The falling leaves made sounds like gentle chimes as they flitted to the forest floor like papery butterflies. He could even heard the worms gurgling in the dirt beneath and the furry whispers of rabbits deep in their dens.
Raven felt as if he had stepped out of his life and into a dream: the forest was like a whole new world. Only in his grandmother's stories did the birds and beasts speak, yet here he was, hearing them all talk as if he had been able to do so all his life. And then, as he sat taking in all the new music of the woods, he heard quite a different sound: a deep, scratchy croak. It came from somewhere above him, and this croak stood out from all the other new sounds because it was saying a word that Raven recognized: HIS NAME.
"Raven!" The voice croaked again, and Raven got to his feet, speechless. He scanned the nearby tree branches carefully, trying to see where the voice was coming from. He wasn't sure whether to be frightened or inquisitive. The voice was harsh, but it was also kind, so after a moment or two he decided he wasn't afraid. He peered as hard as he could into the leaves, a cluster of shifting shades and sunspots, but there was nothing but a quiet rustling and then something shiny fell from the leaves right at his feet. Raven dropped to his knees and felt in the long, cool grass, and his fingers felt a cold, smooth piece of metal, and he closed his hand over it.

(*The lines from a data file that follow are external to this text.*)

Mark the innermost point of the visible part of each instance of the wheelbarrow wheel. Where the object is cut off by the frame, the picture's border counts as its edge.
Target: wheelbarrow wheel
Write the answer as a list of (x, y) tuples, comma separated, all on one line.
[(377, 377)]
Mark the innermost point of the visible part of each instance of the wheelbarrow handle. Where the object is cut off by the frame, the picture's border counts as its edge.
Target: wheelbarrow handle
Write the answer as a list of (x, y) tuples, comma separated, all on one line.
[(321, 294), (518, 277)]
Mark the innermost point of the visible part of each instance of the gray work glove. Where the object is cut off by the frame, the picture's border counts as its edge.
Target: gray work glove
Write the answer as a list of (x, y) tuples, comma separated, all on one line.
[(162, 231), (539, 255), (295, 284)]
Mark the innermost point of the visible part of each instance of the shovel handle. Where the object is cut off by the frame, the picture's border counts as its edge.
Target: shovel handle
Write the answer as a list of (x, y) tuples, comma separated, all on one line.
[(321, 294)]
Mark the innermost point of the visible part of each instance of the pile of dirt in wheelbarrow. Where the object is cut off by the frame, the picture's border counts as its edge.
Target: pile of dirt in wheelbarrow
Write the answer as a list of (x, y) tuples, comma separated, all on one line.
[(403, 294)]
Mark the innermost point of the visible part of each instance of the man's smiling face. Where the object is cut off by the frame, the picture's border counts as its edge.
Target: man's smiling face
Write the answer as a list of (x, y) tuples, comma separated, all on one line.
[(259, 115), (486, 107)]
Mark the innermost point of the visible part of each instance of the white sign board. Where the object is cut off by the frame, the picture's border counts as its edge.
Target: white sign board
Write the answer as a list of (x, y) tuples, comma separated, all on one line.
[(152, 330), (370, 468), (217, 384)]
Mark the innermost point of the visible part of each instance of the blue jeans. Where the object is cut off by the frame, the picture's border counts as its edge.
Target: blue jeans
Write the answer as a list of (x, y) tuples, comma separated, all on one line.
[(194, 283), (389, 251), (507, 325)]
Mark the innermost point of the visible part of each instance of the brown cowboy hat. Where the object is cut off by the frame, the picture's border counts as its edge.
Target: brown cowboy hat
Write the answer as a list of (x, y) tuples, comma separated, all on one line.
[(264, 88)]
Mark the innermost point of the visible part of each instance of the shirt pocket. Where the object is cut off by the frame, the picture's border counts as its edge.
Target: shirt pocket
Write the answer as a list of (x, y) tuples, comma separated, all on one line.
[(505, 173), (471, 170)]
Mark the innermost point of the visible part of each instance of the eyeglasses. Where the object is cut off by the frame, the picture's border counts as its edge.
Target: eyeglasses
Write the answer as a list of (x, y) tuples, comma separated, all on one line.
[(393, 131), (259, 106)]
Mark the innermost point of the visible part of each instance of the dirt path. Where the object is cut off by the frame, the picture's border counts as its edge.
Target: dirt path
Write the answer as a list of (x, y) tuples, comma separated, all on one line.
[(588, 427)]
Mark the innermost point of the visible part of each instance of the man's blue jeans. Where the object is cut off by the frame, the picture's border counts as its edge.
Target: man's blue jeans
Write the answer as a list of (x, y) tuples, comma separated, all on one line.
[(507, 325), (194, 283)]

He opened his hand and inside gleamed a delicate, golden key. Raven had never seen a key so tiny and so perfect. Every corner was even and every edge was smooth. It caught the sinking sunbeams in its flowery carvings and made him blink. As he sat staring at the key, a voice right above his head croaked: "Do you want to know what it unlocks?" Raven looked up, and there, on a low branch, perched an enormous, ebony-feathered raven, his eyes as bright as berries, and his head cocked to one side. "You can talk?" Raven said. It wasn't a question, not really, but Raven was stunned that the bird was speaking to him, and even more so that he knew his name. It was all he could think of to say. "Well, you can understand me, can't you?" Said the bird. Raven blinked. "Yes, it's just that I've never met a bird who could talk before." "I wasn't always a bird, you know," said the raven. "I used to be like you." He sounded sad. "How did you become a bird?" Asked Raven. The bird ruffled his feathers like one might adjust a heavy winter overcoat. "Many years ago, a wicked forest witch put a spell on me, and I've been forced to fly around enchanted as a raven ever since."
"And the key?" Asked Raven. "Ah, yes, now we get to the point! The key unlocks a secret that I've been guarding all this time," replied the raven. "I've been waiting for someone like you to share my secret with, because as you may guess, it doesn't do me much good being a bird." He spread his wide, rich wings and glided deeper into the woods, melting into the shadows beyond. "Follow me!" Raven heard him cackle, and he picked himself up and ran after him as fast as he could go, the key gripped tightly in his palm.